‘Faint heart never won fair lady.’ Remember the old-fashioned saying? Literally or figuratively, it expounds that timidity will prevent you from achieving your objective, be it throwing yourself with gusto at a job interview or with similar gusto at the man or lady of your dreams. It goes hand in hand with its twin saying, ‘fortune favours the brave.’ It now looks as though the first of the two, if taken literally, may well become buried in a time capsule along with the forgotten ghetto blasters and shell suits. Why? Because the more reflective of us are, these days, walking on egg shells as we negotiate levels of acceptable flirting. Codes of appropriate behaviour are being re-drawn faster than Hollywood executives are being checked into rehab units. Now, I’m not denying that there are oodles of sleazeballs (and worse) out there, piled dung-heap high and they are due nothing better than a good knee to the goolies. But it is not the out and out abusers and predators who are those currently under the microscope and whom I’m focusing on. It those following the ‘faint heart never won fair lady’ maxim that I’m wondering about.
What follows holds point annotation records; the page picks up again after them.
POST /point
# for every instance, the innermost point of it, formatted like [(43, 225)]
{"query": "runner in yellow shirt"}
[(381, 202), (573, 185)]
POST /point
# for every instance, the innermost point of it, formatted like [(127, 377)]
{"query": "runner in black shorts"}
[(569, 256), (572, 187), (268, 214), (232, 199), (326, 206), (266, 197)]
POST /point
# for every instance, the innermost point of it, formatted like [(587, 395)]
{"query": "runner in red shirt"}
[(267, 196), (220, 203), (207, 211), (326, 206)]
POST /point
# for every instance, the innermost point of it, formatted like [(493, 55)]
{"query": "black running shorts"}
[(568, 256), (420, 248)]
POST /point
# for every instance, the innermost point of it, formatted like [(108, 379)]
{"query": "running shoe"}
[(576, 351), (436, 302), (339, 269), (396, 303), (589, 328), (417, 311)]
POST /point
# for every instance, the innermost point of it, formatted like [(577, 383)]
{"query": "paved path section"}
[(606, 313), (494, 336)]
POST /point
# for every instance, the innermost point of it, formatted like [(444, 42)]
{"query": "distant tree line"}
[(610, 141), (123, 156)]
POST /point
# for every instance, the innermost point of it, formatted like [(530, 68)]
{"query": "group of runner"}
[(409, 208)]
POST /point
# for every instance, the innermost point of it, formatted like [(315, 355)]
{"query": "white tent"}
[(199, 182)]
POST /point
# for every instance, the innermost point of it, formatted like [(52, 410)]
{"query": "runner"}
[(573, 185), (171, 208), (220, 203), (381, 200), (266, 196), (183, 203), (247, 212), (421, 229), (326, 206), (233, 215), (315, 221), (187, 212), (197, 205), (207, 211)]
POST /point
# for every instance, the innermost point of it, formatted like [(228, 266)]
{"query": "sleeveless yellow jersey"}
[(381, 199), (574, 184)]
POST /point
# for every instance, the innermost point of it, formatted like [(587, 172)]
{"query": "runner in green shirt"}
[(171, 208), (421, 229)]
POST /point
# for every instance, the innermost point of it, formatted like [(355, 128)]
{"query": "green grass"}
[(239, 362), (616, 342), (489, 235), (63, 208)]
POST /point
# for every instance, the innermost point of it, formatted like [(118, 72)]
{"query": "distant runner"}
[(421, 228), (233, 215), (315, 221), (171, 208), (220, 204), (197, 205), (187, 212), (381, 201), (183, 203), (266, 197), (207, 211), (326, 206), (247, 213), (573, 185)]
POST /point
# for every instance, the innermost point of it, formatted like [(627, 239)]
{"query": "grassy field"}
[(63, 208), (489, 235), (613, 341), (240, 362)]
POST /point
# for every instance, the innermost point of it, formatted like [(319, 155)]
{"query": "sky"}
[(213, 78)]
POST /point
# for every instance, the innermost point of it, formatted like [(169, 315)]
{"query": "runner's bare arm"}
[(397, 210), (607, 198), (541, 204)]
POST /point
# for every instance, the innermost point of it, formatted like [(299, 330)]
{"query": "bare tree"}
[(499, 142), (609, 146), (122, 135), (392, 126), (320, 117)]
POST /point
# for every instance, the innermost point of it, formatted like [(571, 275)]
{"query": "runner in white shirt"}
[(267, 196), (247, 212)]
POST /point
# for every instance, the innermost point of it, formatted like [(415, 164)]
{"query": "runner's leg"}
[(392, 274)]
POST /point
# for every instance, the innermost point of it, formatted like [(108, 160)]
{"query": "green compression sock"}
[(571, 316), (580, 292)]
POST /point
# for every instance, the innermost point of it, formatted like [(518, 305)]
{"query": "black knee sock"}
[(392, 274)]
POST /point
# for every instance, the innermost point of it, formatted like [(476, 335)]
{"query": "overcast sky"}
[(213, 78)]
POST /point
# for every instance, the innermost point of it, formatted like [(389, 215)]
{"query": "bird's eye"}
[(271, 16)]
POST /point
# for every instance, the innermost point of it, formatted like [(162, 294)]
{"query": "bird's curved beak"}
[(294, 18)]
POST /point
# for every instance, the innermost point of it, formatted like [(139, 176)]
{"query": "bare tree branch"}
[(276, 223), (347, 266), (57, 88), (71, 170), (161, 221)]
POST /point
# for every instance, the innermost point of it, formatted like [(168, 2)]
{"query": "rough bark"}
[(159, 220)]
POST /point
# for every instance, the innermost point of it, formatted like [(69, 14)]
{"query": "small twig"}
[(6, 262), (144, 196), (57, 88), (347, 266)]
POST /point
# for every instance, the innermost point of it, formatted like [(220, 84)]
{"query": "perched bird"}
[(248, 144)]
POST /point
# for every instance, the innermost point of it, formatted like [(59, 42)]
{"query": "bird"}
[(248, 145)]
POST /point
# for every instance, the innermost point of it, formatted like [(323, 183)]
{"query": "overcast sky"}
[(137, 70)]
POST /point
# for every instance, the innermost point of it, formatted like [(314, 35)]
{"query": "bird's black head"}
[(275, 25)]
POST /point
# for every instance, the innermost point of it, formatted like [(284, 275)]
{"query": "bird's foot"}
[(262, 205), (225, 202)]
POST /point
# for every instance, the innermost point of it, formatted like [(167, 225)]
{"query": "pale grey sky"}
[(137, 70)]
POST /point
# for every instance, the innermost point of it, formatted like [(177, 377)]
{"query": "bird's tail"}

Grande dame of the screen, Catherine Deneuve, has waded into the battlefield, referring, it seems, to this particular set. She has made the front pages by saying that men should be allowed to hit on women. Well, that’s how the headlines read; dig below, read the detail, and you’ll discover her position is a lot more complex than that. ‘Hitting on’ may be a poor choice of phrase – or a poor choice of translation from the French ‘la drague’ – but I think I understand what she’s getting at. So let’s use the gentler form of being ‘chatted up’, chancing one’s arm in the time honoured tradition of cheesy compliments and little meteor showers of attention. Trying one’s hand, even clumsily, at seduction is in a totally different category from the tsunami of power misuse and the culture of harassment and chauvinism that we are hearing about, or may have experienced. However, there is a big difference between inappropriate attention and unwanted attention and lately the waters are becoming muddied with people claiming they cannot distinguish between the two. The former (inappropriate attention) is not acceptable; it crosses a line, is harmful and distressing – it’s when you are maltreated, intimidated and powerless to change the dynamic. The latter (unwanted attention) is quite different; it’s part of life, a bit like a tax return; not something you relish dealing with but the longer it goes unattended to, the worse it becomes to sort it out. Since when was it inappropriate to give it a whirl and see if that girl you really fancy might like you back? That a man who is not attractive, in your book, has just made a pass at you does not put you in the #metoo camp. It belittles the campaign even to think for a moment that it does. It puts you in the ‘nip-it-in-the-bud’ camp. A camp I daresay everyone has been in. But we mustn’t confuse the two. Besides, how are people ever going to learn to deal with unwanted attention if everything is deemed inappropriate?
The bottom line is, we all know what constitutes decent behaviour and what doesn’t and we always have done. Right now the searchlights are on and shining with such a wide reach and glare that they could be in danger of shining on the cheesy chat-up lines, and surely that’s the wrong place to be directing the beam?